Consider a doctor who needs to make a remote patient visit. She can diagnose the patient based on call notes from the nurse over the phone, access the patient's case history as well as health-insurance details, obtain the patient's consent signature and decide the treatment; and she can accomplish all of this using her tablet. She may even do a video call with the patient without having to make the patient drive to her office and wait as she attends to all her other appointments.

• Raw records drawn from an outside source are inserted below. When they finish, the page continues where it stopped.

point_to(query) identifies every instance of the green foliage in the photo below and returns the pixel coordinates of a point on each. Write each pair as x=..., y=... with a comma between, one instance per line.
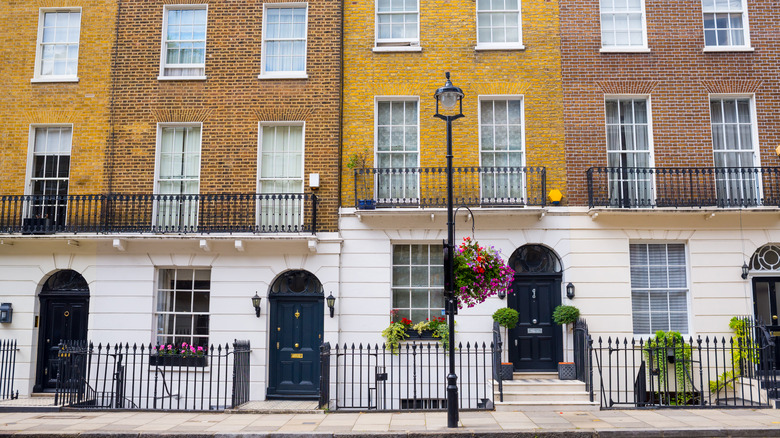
x=506, y=317
x=666, y=347
x=566, y=315
x=394, y=334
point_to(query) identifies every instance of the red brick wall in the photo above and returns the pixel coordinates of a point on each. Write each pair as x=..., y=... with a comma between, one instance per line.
x=676, y=74
x=230, y=103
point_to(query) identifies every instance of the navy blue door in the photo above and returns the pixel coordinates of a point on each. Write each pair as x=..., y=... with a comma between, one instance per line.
x=535, y=344
x=296, y=336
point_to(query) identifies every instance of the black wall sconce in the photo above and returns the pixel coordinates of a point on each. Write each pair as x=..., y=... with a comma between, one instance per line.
x=6, y=313
x=331, y=300
x=570, y=290
x=256, y=304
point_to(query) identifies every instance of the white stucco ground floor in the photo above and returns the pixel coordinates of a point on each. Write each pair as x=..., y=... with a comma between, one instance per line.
x=632, y=273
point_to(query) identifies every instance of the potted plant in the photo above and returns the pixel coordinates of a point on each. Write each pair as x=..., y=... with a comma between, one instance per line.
x=480, y=272
x=507, y=318
x=184, y=356
x=359, y=160
x=566, y=315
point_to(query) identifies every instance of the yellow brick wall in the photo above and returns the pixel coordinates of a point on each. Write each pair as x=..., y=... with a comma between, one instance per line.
x=84, y=104
x=448, y=38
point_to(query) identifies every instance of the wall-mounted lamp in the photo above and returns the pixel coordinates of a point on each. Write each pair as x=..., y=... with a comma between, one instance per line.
x=570, y=290
x=6, y=313
x=331, y=300
x=256, y=304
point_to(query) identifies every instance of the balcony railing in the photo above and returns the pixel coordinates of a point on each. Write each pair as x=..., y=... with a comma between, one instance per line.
x=147, y=213
x=472, y=186
x=722, y=187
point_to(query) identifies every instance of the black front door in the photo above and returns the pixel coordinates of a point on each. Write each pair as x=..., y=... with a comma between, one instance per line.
x=63, y=317
x=296, y=336
x=766, y=299
x=535, y=344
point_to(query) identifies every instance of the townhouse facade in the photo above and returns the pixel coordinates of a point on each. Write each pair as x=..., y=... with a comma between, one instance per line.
x=215, y=181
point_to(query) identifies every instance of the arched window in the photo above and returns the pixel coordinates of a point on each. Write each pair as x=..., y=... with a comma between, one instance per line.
x=535, y=259
x=766, y=258
x=297, y=282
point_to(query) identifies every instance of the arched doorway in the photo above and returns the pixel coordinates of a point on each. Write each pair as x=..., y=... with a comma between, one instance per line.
x=64, y=300
x=536, y=343
x=296, y=301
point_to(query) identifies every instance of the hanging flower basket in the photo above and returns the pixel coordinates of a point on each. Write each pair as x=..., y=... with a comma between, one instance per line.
x=480, y=272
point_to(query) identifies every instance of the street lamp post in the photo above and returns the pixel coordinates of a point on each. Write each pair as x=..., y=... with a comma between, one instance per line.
x=451, y=98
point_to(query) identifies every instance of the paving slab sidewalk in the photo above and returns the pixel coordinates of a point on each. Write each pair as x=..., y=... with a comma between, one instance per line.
x=630, y=423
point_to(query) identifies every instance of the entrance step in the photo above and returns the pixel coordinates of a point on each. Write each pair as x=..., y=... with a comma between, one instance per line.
x=543, y=390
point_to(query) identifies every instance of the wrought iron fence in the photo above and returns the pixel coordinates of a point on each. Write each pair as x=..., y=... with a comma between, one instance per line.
x=7, y=368
x=138, y=377
x=139, y=213
x=723, y=187
x=373, y=378
x=472, y=186
x=673, y=372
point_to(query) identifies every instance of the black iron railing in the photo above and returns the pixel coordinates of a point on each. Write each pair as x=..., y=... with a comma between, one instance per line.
x=140, y=213
x=673, y=372
x=7, y=369
x=472, y=186
x=372, y=378
x=722, y=187
x=137, y=377
x=582, y=355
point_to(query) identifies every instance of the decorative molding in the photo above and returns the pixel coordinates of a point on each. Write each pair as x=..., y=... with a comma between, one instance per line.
x=627, y=87
x=49, y=116
x=283, y=114
x=501, y=88
x=177, y=115
x=736, y=86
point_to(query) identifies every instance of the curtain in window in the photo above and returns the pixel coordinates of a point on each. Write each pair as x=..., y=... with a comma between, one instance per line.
x=50, y=172
x=628, y=153
x=498, y=21
x=281, y=171
x=622, y=23
x=659, y=288
x=185, y=47
x=179, y=177
x=60, y=43
x=502, y=155
x=396, y=20
x=736, y=179
x=285, y=36
x=397, y=149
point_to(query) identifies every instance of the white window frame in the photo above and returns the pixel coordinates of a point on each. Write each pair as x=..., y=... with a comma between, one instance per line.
x=501, y=46
x=503, y=97
x=37, y=76
x=158, y=151
x=650, y=143
x=625, y=48
x=378, y=99
x=428, y=287
x=746, y=47
x=688, y=292
x=28, y=186
x=158, y=271
x=396, y=44
x=163, y=50
x=753, y=131
x=298, y=217
x=284, y=74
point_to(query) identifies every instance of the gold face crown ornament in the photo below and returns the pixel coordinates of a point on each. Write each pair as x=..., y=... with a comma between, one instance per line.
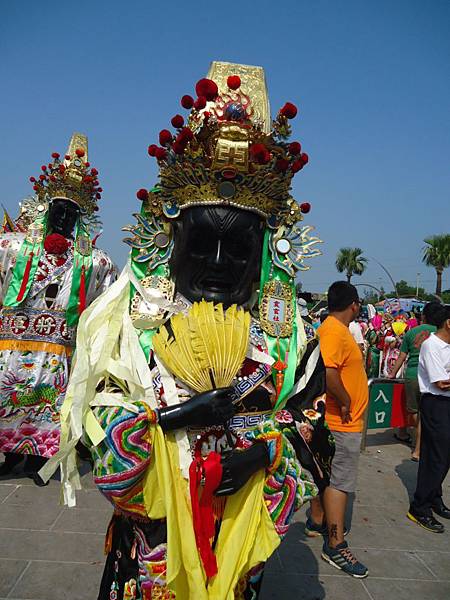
x=229, y=153
x=71, y=178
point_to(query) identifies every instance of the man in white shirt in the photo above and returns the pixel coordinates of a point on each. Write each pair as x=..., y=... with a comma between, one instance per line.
x=434, y=383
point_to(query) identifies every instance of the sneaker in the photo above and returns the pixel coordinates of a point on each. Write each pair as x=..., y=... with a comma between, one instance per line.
x=441, y=510
x=342, y=558
x=428, y=522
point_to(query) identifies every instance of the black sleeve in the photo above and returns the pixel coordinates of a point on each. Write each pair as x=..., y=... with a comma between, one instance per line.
x=309, y=434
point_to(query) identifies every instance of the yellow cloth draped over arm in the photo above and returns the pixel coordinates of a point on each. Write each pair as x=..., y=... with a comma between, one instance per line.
x=247, y=535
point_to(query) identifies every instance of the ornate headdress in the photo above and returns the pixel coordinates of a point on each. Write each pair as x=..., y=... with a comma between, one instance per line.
x=71, y=178
x=74, y=180
x=229, y=153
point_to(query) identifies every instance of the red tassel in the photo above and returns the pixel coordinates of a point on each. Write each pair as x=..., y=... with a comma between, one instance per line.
x=82, y=294
x=202, y=508
x=26, y=277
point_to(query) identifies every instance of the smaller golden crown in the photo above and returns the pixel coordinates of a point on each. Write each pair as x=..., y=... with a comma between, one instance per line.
x=71, y=178
x=229, y=153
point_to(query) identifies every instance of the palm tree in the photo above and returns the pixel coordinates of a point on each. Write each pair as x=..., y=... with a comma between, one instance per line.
x=437, y=254
x=351, y=261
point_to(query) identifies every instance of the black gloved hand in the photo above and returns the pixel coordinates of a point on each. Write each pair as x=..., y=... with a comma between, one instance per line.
x=208, y=408
x=239, y=466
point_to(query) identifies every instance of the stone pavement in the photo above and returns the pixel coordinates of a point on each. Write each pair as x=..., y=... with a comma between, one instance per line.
x=52, y=553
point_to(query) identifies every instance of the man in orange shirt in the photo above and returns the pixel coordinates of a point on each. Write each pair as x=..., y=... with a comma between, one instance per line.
x=347, y=398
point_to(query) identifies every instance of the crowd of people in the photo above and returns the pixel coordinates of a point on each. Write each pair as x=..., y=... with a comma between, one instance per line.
x=208, y=405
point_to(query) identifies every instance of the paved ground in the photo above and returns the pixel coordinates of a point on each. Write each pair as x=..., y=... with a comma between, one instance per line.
x=52, y=553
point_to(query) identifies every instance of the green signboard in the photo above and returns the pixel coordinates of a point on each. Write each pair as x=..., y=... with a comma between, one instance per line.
x=386, y=405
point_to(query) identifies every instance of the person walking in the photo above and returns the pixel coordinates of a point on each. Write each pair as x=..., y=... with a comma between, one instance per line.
x=347, y=398
x=410, y=349
x=434, y=383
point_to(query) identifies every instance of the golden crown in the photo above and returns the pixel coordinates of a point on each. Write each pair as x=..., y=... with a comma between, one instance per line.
x=229, y=153
x=71, y=178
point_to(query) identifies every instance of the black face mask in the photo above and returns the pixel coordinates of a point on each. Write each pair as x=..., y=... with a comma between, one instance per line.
x=217, y=254
x=62, y=216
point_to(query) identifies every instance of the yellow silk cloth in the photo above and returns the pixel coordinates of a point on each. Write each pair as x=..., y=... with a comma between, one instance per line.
x=247, y=535
x=33, y=346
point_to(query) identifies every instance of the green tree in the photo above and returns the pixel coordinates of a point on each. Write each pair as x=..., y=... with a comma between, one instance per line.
x=351, y=261
x=437, y=254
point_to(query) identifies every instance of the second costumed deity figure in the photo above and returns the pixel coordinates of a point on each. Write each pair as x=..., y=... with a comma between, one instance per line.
x=195, y=386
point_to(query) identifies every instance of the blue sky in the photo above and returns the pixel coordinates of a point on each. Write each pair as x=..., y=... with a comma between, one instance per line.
x=371, y=80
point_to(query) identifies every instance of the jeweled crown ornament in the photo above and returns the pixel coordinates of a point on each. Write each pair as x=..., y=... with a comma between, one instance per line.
x=71, y=177
x=229, y=152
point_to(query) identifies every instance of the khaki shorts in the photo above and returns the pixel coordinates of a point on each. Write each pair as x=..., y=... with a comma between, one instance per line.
x=412, y=394
x=344, y=468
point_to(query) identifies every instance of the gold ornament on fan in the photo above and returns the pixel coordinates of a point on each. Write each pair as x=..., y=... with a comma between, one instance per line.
x=206, y=347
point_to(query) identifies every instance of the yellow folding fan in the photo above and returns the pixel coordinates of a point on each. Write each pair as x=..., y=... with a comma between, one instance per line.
x=206, y=347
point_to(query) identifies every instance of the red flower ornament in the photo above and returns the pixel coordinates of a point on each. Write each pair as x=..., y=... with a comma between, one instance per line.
x=200, y=103
x=177, y=121
x=234, y=82
x=289, y=110
x=187, y=102
x=207, y=88
x=56, y=243
x=165, y=137
x=142, y=194
x=295, y=148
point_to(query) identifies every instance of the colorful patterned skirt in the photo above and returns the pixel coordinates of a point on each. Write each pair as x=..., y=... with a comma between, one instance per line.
x=136, y=564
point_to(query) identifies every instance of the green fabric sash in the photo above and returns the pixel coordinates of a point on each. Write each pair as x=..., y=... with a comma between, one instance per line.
x=269, y=272
x=80, y=263
x=140, y=271
x=26, y=250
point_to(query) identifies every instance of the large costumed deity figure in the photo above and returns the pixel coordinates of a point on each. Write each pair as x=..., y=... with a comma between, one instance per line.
x=195, y=385
x=49, y=272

A social worker who usually goes door- to door taking pictures, collecting information and then coming back to the office to type and upload all the information can now go to the field with a mobile device and upload all the information to a server securely as she goes through routine.

Doing it Right

As new companies deliver the enterprise mobility solutions we must consider the critical factors that shape the right solution which will meet the needs of its users:

1) User experience (UX) is critical. If users have to go through many steps to use the solution the adoption will be slow and users will find alternatives. UX derived from multiple elements that include how you authenticate, how you enter the password among other things. It is not cool, for instance, if you have to enter 6 to 8 digit password every time you pick up the phone. Smart mobile apps should know where you are; whether at work, home or a new location. The app should escalate the method of authentication based on your situation and not demand unnecessary steps that can ruin UX.
2) Remote control of corporate data: The right solution should isolate personal and corporate data. This is where an information "container" helps on the mobile device. This can enable the IT department to lock or wipe this container with a remote command from a management console. These security policies can be applied if the device is compromised or lost.
3) Creating an ecosystem for enterprise app developers: Allow developers to create apps unhindered by the concerns of security, encryption and authentication. It allows them to develop robust, cool apps without having to worry about security as these apps can then be simply added to the container and data security and policy control can be exerted remotely by the mobility solution console.

Mobility is the new frontier and these three aspects of mobility form the territory on which businesses operate for better productivity and improved bottom-line. We saw how iPhone changed the way we did business. That is just the start of a new revolution and we have only seen the tip of the iceberg!